Buna hükümetler ne yapsın? Buna Kemal Derviş ne yapsın? Buna Tayyip Erdoğan ne yapsın yav?

Mucize mi olacak da biz hayvanları amonyaktan kurtaracağız! Mucize mi olacak, bilmem silaj yapıp hayvanların süt ve et veriminin kalitesini yükselteceğiz? Mucize mi olacak? Yav, ben yöneticilik yaptığım ilde başaramadım bunu! Özel İdare’den aldık, millete bedava mısır dağıttık! 10 bin dönüm mısır ektirdik! Mısırı bilmiyor Erzincanlı! Mısır olmayan yerde hayvancılık olur mu be kardeşim ya? Ama bu olmuyor be kardeşim ya! Ol-mu-yor! Olmuyor!

O zaman… Biz, tek tek… Kendimizden başlayacağız önce! Kendimizi sorgulayacağız! Sonra sistemi sorgulayacağız! Önce kendimizi sorgulayacağız! Biz, ne yaptık? Ne halt ediyoruz? Neyi biliyoruz? Neyi Öğrenmemiz lazım? Yaptığımız işin hakkını veriyor muyuz? Bir gün Tokat’tayım… Adam, duvar örüyor… Altına, üstüne harç koyuyor tuğlanın… Kenarına koymuyor! Baktığınız zaman, ışıklar geliyor aradan! Özel sektör… Yani, adamın evinin önünde… Dedim; “Niye bu

tuğlanın altına, üstüne harç koyuyorsun da iki tarafına koymuyorsun?”

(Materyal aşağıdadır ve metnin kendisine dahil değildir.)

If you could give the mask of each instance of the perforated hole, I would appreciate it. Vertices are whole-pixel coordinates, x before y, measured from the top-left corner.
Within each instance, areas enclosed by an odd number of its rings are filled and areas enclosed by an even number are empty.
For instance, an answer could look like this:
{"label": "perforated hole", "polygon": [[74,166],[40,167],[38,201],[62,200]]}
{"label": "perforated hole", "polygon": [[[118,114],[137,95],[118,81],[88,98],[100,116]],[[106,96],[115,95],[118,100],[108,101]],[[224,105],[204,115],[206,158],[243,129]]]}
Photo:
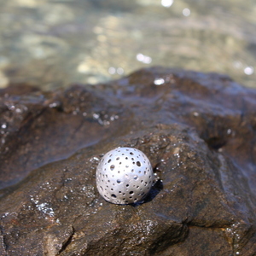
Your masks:
{"label": "perforated hole", "polygon": [[142,200],[154,180],[148,158],[131,148],[119,148],[107,153],[96,172],[99,193],[107,201],[118,204]]}

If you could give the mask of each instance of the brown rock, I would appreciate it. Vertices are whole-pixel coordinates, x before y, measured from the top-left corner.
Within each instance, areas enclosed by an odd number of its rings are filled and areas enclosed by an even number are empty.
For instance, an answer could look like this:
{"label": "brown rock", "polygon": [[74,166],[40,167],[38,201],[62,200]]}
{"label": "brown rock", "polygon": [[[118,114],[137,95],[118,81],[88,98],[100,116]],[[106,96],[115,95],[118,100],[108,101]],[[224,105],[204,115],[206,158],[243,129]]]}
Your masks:
{"label": "brown rock", "polygon": [[[255,255],[255,90],[163,67],[7,90],[0,255]],[[118,146],[143,151],[159,177],[143,203],[96,191],[98,160]]]}

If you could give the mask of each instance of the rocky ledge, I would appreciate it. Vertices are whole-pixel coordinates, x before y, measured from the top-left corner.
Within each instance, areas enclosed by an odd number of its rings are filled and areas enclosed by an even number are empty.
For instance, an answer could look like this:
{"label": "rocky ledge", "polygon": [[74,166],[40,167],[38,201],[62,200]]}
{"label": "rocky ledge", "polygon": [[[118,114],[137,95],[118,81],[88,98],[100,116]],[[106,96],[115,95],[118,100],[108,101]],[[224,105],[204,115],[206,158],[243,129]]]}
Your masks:
{"label": "rocky ledge", "polygon": [[[255,255],[255,90],[154,67],[0,97],[1,256]],[[143,203],[96,190],[96,166],[119,146],[152,163]]]}

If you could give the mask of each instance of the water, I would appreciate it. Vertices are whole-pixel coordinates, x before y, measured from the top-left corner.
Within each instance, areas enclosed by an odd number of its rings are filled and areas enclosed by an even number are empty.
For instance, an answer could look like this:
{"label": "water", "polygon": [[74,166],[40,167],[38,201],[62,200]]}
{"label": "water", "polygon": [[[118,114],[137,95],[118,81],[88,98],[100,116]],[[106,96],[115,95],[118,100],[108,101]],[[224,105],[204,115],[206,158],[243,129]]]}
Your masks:
{"label": "water", "polygon": [[0,0],[0,87],[105,82],[144,67],[256,87],[255,0]]}

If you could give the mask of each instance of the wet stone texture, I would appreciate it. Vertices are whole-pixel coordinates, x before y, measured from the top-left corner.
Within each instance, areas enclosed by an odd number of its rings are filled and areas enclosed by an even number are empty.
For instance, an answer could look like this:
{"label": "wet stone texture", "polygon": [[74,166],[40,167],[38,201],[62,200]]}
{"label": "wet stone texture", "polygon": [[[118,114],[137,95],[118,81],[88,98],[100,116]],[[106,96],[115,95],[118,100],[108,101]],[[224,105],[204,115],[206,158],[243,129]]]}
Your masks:
{"label": "wet stone texture", "polygon": [[[255,90],[154,67],[0,96],[1,256],[255,255]],[[96,166],[118,146],[152,163],[143,203],[96,190]]]}

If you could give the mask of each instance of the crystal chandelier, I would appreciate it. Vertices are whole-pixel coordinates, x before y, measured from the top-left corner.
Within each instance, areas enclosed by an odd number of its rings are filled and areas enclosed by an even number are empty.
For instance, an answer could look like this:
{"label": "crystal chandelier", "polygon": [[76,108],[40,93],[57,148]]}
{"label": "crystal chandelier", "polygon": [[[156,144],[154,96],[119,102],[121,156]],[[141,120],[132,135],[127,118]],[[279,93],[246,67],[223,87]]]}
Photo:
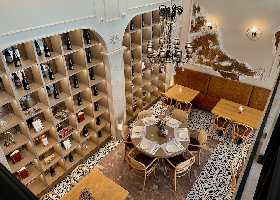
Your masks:
{"label": "crystal chandelier", "polygon": [[[170,8],[171,8],[171,9]],[[152,70],[154,71],[154,66],[159,65],[160,71],[163,75],[165,68],[167,73],[168,73],[169,67],[171,64],[172,66],[172,71],[173,74],[176,74],[175,70],[179,63],[179,67],[182,68],[184,71],[184,65],[188,62],[192,57],[193,49],[191,43],[188,42],[185,48],[186,49],[186,54],[183,54],[182,51],[179,49],[177,45],[180,44],[179,38],[177,37],[175,24],[179,22],[179,16],[183,12],[182,6],[176,7],[176,5],[172,5],[172,0],[170,7],[167,8],[164,5],[159,8],[160,17],[160,24],[164,23],[162,36],[160,38],[158,49],[154,50],[153,41],[149,40],[147,45],[146,53],[148,62],[150,62],[152,64]],[[176,14],[177,14],[177,15]],[[183,56],[185,57],[183,57]],[[156,64],[158,61],[159,64]]]}

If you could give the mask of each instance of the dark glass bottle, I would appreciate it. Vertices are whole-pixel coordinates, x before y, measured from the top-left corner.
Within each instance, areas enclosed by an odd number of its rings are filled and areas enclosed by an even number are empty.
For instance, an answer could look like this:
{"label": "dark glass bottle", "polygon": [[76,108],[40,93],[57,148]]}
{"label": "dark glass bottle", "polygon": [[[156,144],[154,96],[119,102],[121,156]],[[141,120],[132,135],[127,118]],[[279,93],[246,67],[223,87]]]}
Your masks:
{"label": "dark glass bottle", "polygon": [[5,49],[4,50],[4,53],[5,55],[5,58],[6,59],[6,62],[7,63],[11,63],[13,62],[13,59],[10,52],[7,49]]}
{"label": "dark glass bottle", "polygon": [[58,91],[55,88],[55,85],[53,84],[52,85],[53,86],[53,97],[55,99],[59,99],[59,94],[58,93]]}
{"label": "dark glass bottle", "polygon": [[88,33],[88,30],[87,29],[87,33],[85,34],[85,39],[87,41],[87,44],[91,44],[91,40],[90,40],[90,36]]}
{"label": "dark glass bottle", "polygon": [[24,76],[24,74],[23,73],[23,72],[21,72],[21,75],[22,76],[22,85],[23,86],[23,88],[25,90],[30,90],[30,86],[29,86],[29,83],[27,80],[27,79]]}
{"label": "dark glass bottle", "polygon": [[18,55],[15,53],[15,48],[13,46],[12,47],[12,50],[13,51],[13,60],[14,62],[14,64],[15,67],[20,67],[21,66],[21,63],[20,60],[20,58],[18,56]]}
{"label": "dark glass bottle", "polygon": [[46,38],[43,38],[44,40],[44,51],[45,51],[45,56],[46,57],[50,57],[51,55],[50,54],[50,49],[47,44],[47,42],[46,42]]}
{"label": "dark glass bottle", "polygon": [[66,33],[66,46],[67,47],[67,50],[72,50],[72,45],[70,41],[69,34],[68,33]]}
{"label": "dark glass bottle", "polygon": [[36,51],[37,52],[37,54],[38,55],[41,55],[42,54],[42,52],[41,52],[40,46],[39,45],[39,44],[37,42],[37,41],[34,40],[34,43],[35,43],[35,47],[36,48]]}
{"label": "dark glass bottle", "polygon": [[84,135],[84,137],[86,137],[88,136],[88,130],[85,126],[84,126],[84,128],[83,129],[83,134]]}
{"label": "dark glass bottle", "polygon": [[70,54],[68,54],[68,57],[69,59],[69,61],[68,62],[68,65],[69,67],[69,70],[73,70],[74,69],[74,64],[72,62],[72,60],[71,59],[71,57],[70,56]]}

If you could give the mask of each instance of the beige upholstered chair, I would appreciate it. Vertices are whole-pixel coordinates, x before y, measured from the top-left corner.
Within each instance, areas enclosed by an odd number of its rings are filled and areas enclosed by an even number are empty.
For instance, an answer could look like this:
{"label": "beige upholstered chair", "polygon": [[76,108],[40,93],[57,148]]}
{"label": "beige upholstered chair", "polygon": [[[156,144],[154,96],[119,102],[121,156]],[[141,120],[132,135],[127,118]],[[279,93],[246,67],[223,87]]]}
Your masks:
{"label": "beige upholstered chair", "polygon": [[[200,131],[188,129],[189,132],[192,135],[197,135],[197,137],[196,138],[191,137],[190,138],[190,144],[188,147],[187,149],[190,152],[194,155],[197,156],[197,160],[198,162],[198,165],[200,166],[200,155],[202,148],[206,145],[207,140],[207,135],[206,132],[204,129],[202,129]],[[198,132],[198,134],[197,134]],[[184,152],[188,154],[188,152],[186,150]]]}
{"label": "beige upholstered chair", "polygon": [[232,138],[230,143],[228,147],[230,146],[233,140],[236,137],[240,137],[243,139],[244,141],[243,145],[245,145],[251,135],[251,133],[253,130],[253,128],[246,124],[237,122],[234,122],[233,125],[233,129],[232,130]]}
{"label": "beige upholstered chair", "polygon": [[185,125],[187,124],[189,119],[188,113],[178,108],[174,108],[172,110],[171,117],[182,122]]}
{"label": "beige upholstered chair", "polygon": [[[187,150],[187,151],[188,150]],[[188,151],[188,154],[192,157],[188,159],[183,153],[168,158],[162,158],[164,168],[163,175],[165,173],[165,170],[174,177],[174,190],[176,191],[176,178],[183,176],[189,173],[189,180],[190,181],[190,166],[195,162],[195,157],[190,152]]]}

“Beyim” dedi, “Her işin bir kaçamağı vardır.” dedi.

Hoppala!

Ulan onun için bizi kardeşim… Hiçbir sistem bizi kurtaramaz!

Ulan, her işin bir kaçamağı varsa, onu yapmak da bir marifet haline geldiyse, Allah kolaylık versin ya! Bir rüzgâr… O duvarı, bir rüzgâr yıkar ha! Çünkü yan taraflarına harç koyacak ki çelik gibi olsun! Bir duvar haline gelsin, duvar. Hammurabi kanunları var, bilir misiniz? “Usta, yaptığı bina yıkılır da altında ev sahibi ölürse, usta öldürülür! Ev sahibinin çocukları ölürse, ustanın çocukları öldürülür!” diye kanun çıkartmışlar 2500 yıl önce! Bizde Marmara Depremi2nde bir tane Veli vardı orada… Onu aldılar içeri… Çıktı herhalde… Veli Göçer… Paçayı kurtarmıştır mutlaka!

Bizim gücümüz ancak Meclis’te pankart açan çocuklara yetiyor! 148 yıla mahkûm oldular… Savcı, idam istedi! İyi ki idam etmediler çocukları! “Niye pankart açarsın Meclis’te?” Çocuklar!